Wireless brain-spine 'digital bridge' allows paralyzed patient to walk

Spinal cord injury patient Gert-Jan Oksam standing at a bar for drinks with friends while wearing experimental "digital bridge" technology to send leg control signals from his brain to his spine.

“This simple pleasure represents a significant change in my life,” Gert-Jan Oksam said of his regained ability to stand at a bar with friends thanks to an experimental “digital bridge” between his brain and spine. [Photo courtesy of NeuroRestore]

A wireless “digital bridge” between a paralyzed patient’s brain and spinal cord has allowed him to walk naturally, researchers say.

The experimental technology uses electronic implants on the brain and spinal cord to relay leg movement control signals, allowing 40-year-old Gert-Jan Oksam to walk again 12 years after a bicycle accident.

Neuroscientists and neurosurgeons from Ecole Polytechnique Fédérale de Lausanne (EPFL), Lausanne University Hospital (CHUV) and University of Lausanne (UNIL) published their research in Nature last week.

“We have implanted Wimagine devices above the region of the brain that is responsible for controlling leg movements,” neurosurgeon Jocelyne Bloch explained in a news release. “These devices … decode the electrical signals generated by the brain when we think about walking. We also positioned a neurostimulator connected to an electrode array over the region of the spinal cord that controls leg movement.”

Bloch and Grégoire Courtine, a neuroscience professor at EPFL, CHUV and UNIL, led the project through NeuroRestore, a EPFL and CHUV research and innovation center focused on restoring neurological functions through medical therapies.

Previously: Paralyzed patients walk, swim and cycle with spinal cord neuromodulation implant

Implants and algorithms made ‘digital bridge’ possible

Wimagine brain implants monitor brain activity. [Photo courtesy of NeuroRestore]

Developed by the French Alternative Energies and Atomic Energy Commission (CEA), the implantable Wimagine brain device previously allowed a tetraplegic patient to control an exoskeleton.

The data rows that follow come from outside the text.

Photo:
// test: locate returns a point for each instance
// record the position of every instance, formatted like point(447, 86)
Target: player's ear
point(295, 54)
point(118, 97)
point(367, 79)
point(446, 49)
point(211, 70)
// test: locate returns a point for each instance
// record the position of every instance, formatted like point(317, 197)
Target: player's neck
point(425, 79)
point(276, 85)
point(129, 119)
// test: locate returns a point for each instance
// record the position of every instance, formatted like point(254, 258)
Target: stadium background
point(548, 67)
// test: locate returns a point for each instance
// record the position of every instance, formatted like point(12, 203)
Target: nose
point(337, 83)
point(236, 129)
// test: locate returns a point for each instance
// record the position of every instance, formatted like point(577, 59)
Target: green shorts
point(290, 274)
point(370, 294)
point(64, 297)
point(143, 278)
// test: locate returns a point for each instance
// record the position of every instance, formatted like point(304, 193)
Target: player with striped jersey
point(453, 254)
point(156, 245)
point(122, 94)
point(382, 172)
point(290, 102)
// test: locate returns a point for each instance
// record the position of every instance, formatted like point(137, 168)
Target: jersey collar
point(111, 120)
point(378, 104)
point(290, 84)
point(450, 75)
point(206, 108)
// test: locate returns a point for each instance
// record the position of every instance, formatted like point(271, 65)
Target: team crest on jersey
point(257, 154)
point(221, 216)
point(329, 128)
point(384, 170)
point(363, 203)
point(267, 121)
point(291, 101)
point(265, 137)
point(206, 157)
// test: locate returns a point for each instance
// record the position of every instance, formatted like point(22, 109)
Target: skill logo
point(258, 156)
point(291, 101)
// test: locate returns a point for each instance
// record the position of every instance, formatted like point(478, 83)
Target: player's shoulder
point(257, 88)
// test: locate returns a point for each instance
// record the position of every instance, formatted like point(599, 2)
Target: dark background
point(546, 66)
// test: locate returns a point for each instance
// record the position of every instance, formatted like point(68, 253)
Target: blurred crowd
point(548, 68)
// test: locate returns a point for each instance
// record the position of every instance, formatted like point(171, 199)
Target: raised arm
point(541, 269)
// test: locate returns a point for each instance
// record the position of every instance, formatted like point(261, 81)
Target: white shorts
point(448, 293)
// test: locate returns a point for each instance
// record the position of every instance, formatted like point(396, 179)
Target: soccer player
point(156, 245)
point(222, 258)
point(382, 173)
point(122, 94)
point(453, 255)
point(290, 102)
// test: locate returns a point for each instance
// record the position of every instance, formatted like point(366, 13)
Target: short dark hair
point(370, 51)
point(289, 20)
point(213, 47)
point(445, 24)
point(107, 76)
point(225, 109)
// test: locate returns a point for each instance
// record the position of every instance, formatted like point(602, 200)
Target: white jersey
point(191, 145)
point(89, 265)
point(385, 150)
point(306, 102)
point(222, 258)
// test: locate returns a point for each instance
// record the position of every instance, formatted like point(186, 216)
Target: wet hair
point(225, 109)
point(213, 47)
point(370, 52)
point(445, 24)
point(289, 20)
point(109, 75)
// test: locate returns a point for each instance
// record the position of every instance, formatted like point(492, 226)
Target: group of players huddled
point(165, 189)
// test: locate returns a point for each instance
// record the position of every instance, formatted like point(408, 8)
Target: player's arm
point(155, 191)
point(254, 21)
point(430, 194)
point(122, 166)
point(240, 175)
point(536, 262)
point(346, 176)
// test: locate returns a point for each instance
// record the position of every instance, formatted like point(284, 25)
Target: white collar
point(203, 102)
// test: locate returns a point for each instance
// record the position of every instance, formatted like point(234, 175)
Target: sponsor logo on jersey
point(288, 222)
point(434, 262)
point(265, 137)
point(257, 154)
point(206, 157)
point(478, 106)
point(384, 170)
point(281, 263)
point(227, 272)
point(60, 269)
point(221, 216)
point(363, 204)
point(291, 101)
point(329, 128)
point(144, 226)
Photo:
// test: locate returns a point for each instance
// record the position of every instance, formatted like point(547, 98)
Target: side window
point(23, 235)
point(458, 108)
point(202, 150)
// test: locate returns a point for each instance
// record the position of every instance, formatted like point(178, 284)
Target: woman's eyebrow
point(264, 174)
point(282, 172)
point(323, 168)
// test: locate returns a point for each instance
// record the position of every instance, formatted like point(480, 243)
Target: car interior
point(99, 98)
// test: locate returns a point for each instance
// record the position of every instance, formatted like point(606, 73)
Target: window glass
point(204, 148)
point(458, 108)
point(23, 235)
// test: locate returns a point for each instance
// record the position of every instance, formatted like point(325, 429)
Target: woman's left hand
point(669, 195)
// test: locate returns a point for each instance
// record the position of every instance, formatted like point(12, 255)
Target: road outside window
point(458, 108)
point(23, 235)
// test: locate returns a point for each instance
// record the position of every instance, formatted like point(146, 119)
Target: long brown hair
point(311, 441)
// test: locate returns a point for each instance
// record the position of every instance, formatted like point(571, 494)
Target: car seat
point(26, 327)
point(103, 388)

“Thanks to algorithms based on adaptive artificial intelligence methods, movement intentions are decoded in real-time from brain recordings,” said Guillaume Charvet, head of the brain-computer interface (BCI) program at CEA.

The new system converts movement intentions from the brain into electrical stimulation sequences on the spinal cord to activate leg muscles as desired. This wireless digital bridge from the brain to electrodes placed on the part of the spinal cord that controls leg movements bypasses the injured part of the spinal cord.

Oksam can now stand, walk, climb stairs — and enjoy a beer with friends at a bar while on his own two feet.

“This simple pleasure represents a significant change in my life,” Oksam said in the news release.

An illustration showing brain implants monitoring motor cortex activity.

The Wimagine brain implants monitor activity in the regions responsible for leg movement. [Photo courtesy of NeuroRestore]

After the surgeries to implant the devices in the brain and on the spine, Oksam needed to learn how to use his legs again, but said it was a faster process than he expected.

“The most surprising thing I think happened after two days,” Oksam said in the video below. “Within five to ten minutes, I could control my hips — the brain implant picked up what I was doing with my hips.”

The researchers said they could measure “remarkable improvements” in Oksam’s sensory perceptions and motor skills even when the digital bridge was turned off, suggesting new nerve connections may have developed.

Onward: The next steps

An illustration showing an electrode placed on the spinal cord for stimulation.

The neurostimulator delivers electrical signals via an electrode array placed on the spinal cord. [Photo courtesy of NeuroRestore]

Oksam is the first and only patient to “test pilot” the technology so far. But the researchers said the digital bridge approach between brain and spine could be used to restore arm and hand movements for spinal cord injury patients, or to treat paralysis due to stroke.

The European Commission’s European Innovation Council is supporting commercial development of the technology through CEA, EPFL and medtech developer Onward Medical.

Led by former Medtronic executive Dave Marver as CEO, Onward Medical makes external and implantable stimulation systems, including the implantable ARC-IM lead used in Oksam’s therapy. The company designed ARC-IM specifically to help spinal cord injury (SCI) patients regain movement and function.

“This publication shows the remarkable potential of ARC Therapy to be enhanced with the introduction of a BCI, facilitating more natural movement based on the thoughts of a person living with paralysis,” Marver said about the research project. “We have positioned Onward as a leader in the BCI field with our unique understanding of spinal cord stimulation for people with SCI.”

Onward Medical is headquartered in the Netherlands and said it also has a growing U.S. team in Boston. The company has won nine FDA breakthrough device designations. The most recent was for its ARC-IM therapy for spasticity in people with SCI. Onward is also exploring ARC-IM for improved blood pressure management, mobility, upper extremity function, and bladder control.

Onward expects to start commercializing its products with the launch of its external ARC-EX as soon as this year or early next year, pending FDA de novo clearance for an upper limb indication.